Jesus did not name the goodman (head of the household) of the house when he gave his disciples the information they needed to locate him.. It was a man that the disciples did not know by name, though likely Jesus did.
The goodman was a man who recognized Christ as “the Master” and was readily willing to welcome other of his disciples, whom he did not know personally, to use a room in his home for worship.
And it was in this house, where a goodman readily welcomed others to worship, and where household members were humbly willing to serve, regardless of the opinions of others or traditional views of who is supposed to do what, that Jesus, washing his disciples' feet, again taught his most powerful lesson on servanthood and leadership.
He had taught it earlier: “He that is greatest among you shall be your servant.” Matthew 23:11
They had not yet understood this fully. Peter's strong, initial objection when Jesus started to wash his feet indicates that he was still too aware of conventional ideas about leadership to fully accept the idea that true leaders engaged in activities that were considered “beneath them”.
And therefore, Jesus' words:
“If I then, your Lord and Master, have washed your feet; ye also ought to wash one another's feet. For I have given you an example, that ye should do as I have done to you.”
There is a correlation, perhaps, between the master who washed his disciples feet, and the man who worked in the house where He did so and who carried the woman's water jug to the well and back. Both were undertaking humble service that was considered beneath them by those who embraced what followers of traditional rules of hierarchy expected of them.

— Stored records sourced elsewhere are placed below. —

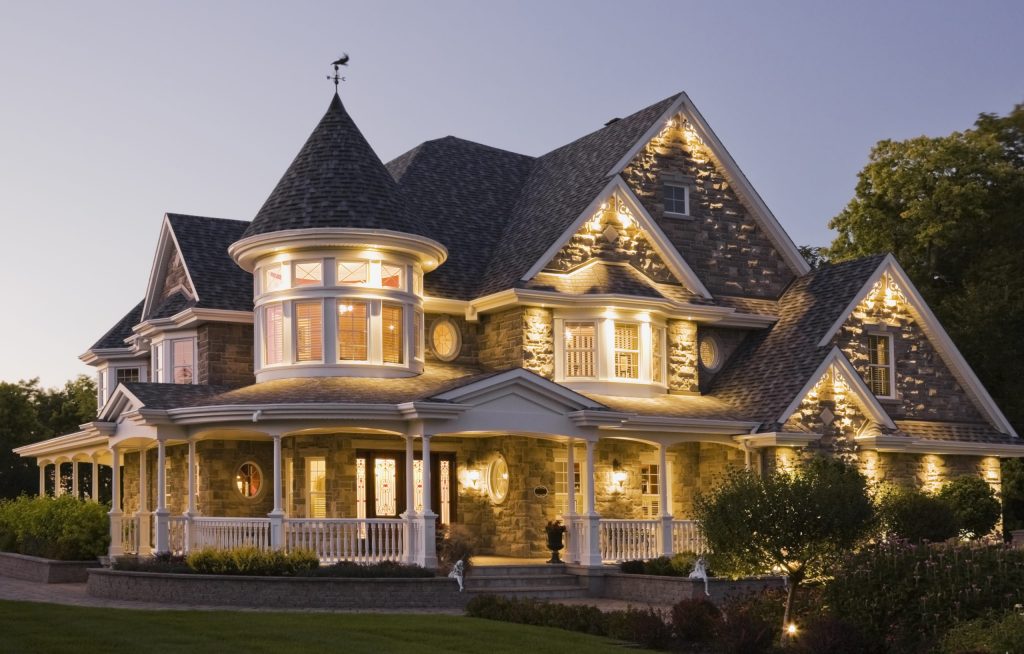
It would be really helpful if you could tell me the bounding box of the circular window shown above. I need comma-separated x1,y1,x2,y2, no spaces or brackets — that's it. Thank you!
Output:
487,454,509,505
430,318,462,361
234,461,263,497
700,336,722,372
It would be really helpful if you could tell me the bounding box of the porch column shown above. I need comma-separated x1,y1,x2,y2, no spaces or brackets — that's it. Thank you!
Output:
268,434,285,550
135,447,153,556
92,454,99,504
580,437,601,566
401,434,419,565
657,443,675,557
106,445,125,557
156,439,171,554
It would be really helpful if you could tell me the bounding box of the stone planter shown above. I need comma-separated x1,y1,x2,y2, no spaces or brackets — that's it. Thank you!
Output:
87,569,469,609
0,552,99,583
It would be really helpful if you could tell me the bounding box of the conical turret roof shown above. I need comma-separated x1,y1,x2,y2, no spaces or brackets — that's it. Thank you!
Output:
243,94,421,237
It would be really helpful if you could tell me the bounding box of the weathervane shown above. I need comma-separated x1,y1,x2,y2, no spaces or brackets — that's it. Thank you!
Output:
327,52,348,93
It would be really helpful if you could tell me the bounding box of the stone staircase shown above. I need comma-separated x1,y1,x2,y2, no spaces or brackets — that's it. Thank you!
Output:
466,565,587,600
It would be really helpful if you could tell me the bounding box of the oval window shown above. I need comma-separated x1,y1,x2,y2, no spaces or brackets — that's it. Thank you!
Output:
487,454,509,505
430,318,462,361
234,461,263,497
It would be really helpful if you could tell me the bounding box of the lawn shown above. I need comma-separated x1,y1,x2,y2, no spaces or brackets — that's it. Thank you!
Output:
0,602,637,654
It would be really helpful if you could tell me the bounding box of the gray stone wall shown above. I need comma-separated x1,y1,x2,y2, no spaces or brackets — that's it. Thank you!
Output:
197,322,256,386
623,119,795,298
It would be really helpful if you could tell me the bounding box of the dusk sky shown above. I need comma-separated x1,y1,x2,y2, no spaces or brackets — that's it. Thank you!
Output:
0,0,1024,386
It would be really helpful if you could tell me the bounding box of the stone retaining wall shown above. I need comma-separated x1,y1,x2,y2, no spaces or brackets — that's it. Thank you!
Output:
87,569,469,609
602,572,784,605
0,552,99,583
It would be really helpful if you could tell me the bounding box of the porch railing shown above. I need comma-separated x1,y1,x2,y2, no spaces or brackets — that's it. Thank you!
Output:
188,518,270,550
285,518,406,563
672,520,707,554
598,518,662,563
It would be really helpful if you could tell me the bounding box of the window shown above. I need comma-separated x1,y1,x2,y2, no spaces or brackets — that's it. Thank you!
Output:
650,328,665,384
263,263,285,293
338,300,369,361
171,339,195,384
867,334,893,397
663,184,690,216
565,322,597,377
292,261,324,287
295,300,324,361
381,304,406,363
234,461,263,498
614,322,640,380
115,367,140,384
338,261,370,287
381,263,402,289
263,304,285,365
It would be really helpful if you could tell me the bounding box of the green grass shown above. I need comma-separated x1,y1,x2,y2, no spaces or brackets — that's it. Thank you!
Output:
0,602,637,654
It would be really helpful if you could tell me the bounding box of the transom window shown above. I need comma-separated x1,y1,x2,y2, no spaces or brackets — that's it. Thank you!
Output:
867,334,893,397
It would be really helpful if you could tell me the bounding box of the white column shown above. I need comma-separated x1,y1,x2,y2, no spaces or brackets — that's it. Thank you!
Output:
92,454,99,504
268,434,285,550
108,445,124,557
155,439,171,553
657,443,675,557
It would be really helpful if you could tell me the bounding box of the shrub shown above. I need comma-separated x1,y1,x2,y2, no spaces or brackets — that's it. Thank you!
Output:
879,482,958,543
0,495,111,561
939,476,1002,538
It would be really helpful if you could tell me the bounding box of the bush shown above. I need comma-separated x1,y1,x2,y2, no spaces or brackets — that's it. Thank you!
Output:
941,612,1024,654
0,495,111,561
939,477,1002,538
185,548,319,576
879,482,954,543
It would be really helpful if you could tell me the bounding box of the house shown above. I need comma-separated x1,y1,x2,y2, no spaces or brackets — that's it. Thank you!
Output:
16,88,1024,566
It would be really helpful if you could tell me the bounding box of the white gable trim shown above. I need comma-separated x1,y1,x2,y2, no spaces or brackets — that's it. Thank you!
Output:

And I find it telling that this household, where a man was not too proud to serve others by doing work that others would consider “beneath him”, and where unknown believers were welcomed, was the place where the first recorded ordinance of the Sacrament was performed. Those qualities of humility, service and welcome that seem to have been part of the culture of the household where the first breaking of bread in remembrance of Him occurred are what I think Jesus hopes and expects in the culture of those of us who are part of a any congregation that partakes of communion/sacrament in remembrance of Him.
The goodman and his servant created and maintained that culture in their sphere. Do we?